I think it is question of magnitude as I explained in my calculation of the difference between center-of-mass and gravity. One is linear, the other one inversely quadratic. I agree that the semantic bit was weak [as I also qualified by saying I was not sure – still thinking this through]. I think that the ephemerides from JPL showed that the Earth did not orbit the center of mass of Sun, Mercury, and Venus, because [as lgl also thought] that would give a clear signature in the FFT spectrum.

Dudley Horscroft
September 8, 2013 5:34 am

This has got really complicated, and I wonder if those complicating it have really thought through their theories.
Back to square 1. If we can ignore ALL forces acting on the earth other than gravitation, according to Newton the earth would proceed on a straight line unless some force made it deviate. The major force is that of the Sun, so it orbits the Sun in an elliptical path (remember a circle is just a special case of an ellipse when the major and minor axes are equal). Add Venus into the system, and the orbit will be perturbed from the perfect ellipse it otherwise would be. The perturbation will be different when Venus is near (maximum gravitational attraction) and when Venus is on the other side of the Sun (minimal attraction). So when Venus is near the orbit will be a bit more sharply curved, and when Venus is the other side of the Sun it will be less curved.
Instead add Jupiter into the system. When Earth is near Jupiter, the perturbation due to Jupiter will be of the opposite sign from that when the Earth is near Venus. The net attraction of the Sun/Jupiter system will be less, and one could say that the earth’s path will be ‘straightened’ a bit. When Jupiter is on the far side, the net attraction will be increased, and the earth’s path more sharply curved.

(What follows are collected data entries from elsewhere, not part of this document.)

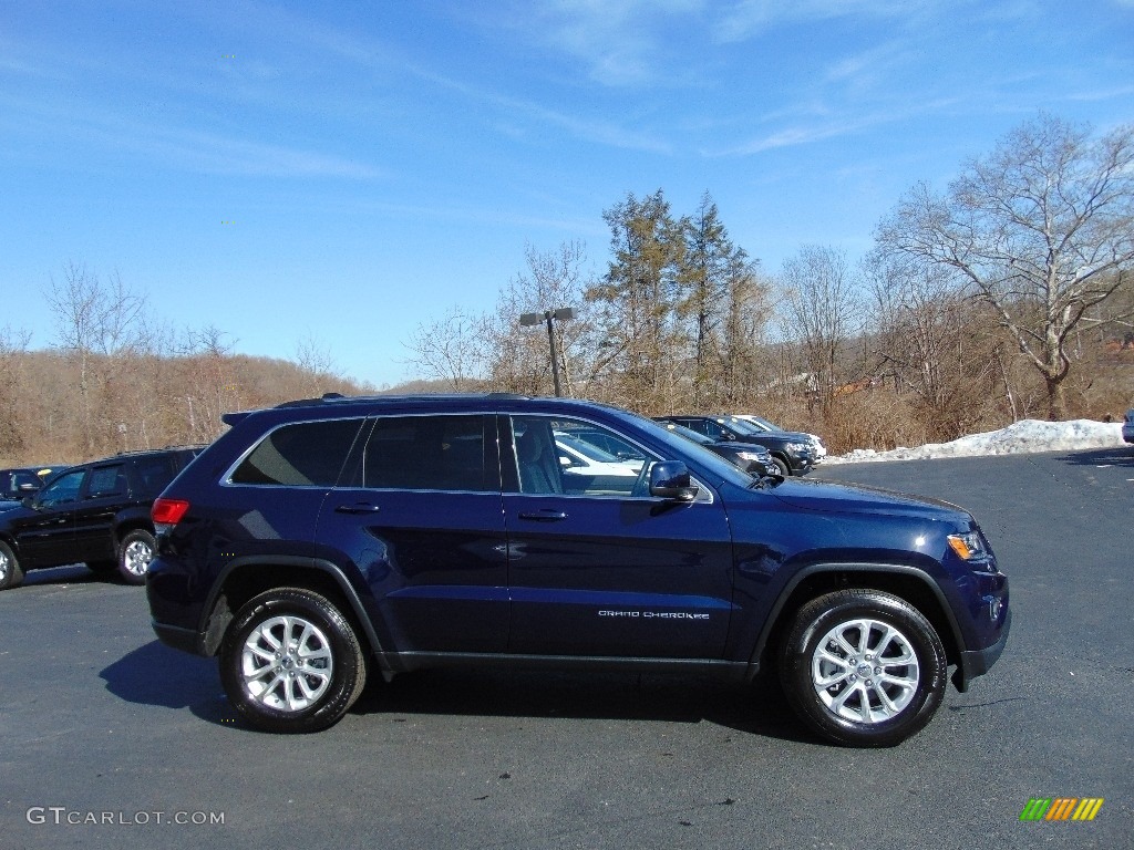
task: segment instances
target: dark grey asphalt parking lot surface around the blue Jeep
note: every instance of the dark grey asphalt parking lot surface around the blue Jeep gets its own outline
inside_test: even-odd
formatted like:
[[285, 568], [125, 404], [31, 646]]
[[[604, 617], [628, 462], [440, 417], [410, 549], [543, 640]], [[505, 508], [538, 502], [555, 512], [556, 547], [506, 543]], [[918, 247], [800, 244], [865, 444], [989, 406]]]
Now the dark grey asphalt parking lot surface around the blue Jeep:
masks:
[[[71, 567], [0, 594], [0, 850], [1134, 845], [1134, 451], [826, 466], [963, 504], [1012, 639], [887, 750], [696, 678], [429, 672], [335, 728], [252, 731], [141, 588]], [[1091, 822], [1021, 822], [1102, 798]]]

So the centre of curvature of the earth’s path will be constantly moving as the various planets add or subtract their attractions to the Sun’s attraction. The earth’s orbit will be determined by the resultant attraction of all the planets and the Sun. Is the centre of curvature of the earth’s orbit then the Barycentre or some other point?
Which is a long way from the original proposition – I think!
Add Einstein and Relativity, does that make a difference?